The property was sold outside the two year period outlined in subsection 118-195(1) of the ITAA 1997. Therefore, the estate will only be able to disregard the capital gain from the sale of the property if the Commissioner grants an extension to the two year time limit.

The following is a non-exhaustive list of situations in which the Commissioner would be expected to exercise the discretion:

      a) the ownership of a dwelling or a will is challenged,

      b) the complexity of a deceased estate delays the completion of administration of the estate,

      c) a trustee or beneficiary is unable to attend to the deceased estate due to unforeseen or serious personal circumstances arising during the two year period (eg the taxpayer or a family member has a severe illness or injury), or

      d) settlement of a contract of sale over the dwelling is unexpectedly delayed or falls through for reasons outside the beneficiary or trustee's control.

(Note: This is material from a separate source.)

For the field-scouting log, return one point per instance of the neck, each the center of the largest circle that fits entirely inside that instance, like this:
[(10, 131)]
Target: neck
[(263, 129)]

In determining whether or not to grant an extension the Commissioner is expected to consider whether and to what extent the dwelling is used to produce assessable income and how long the trustee or beneficiary held it.

In this case, the settlement of the contract of sale over the dwelling was delayed for reasons outside the trustee's control. The property was never used to produce assessable income and was held by the trustee for just over X years.

Having considered the relevant facts, the Commissioner is able to apply his discretion under subsection 118-195(1) of the ITAA 1997 and allow an extension to the two year time limit.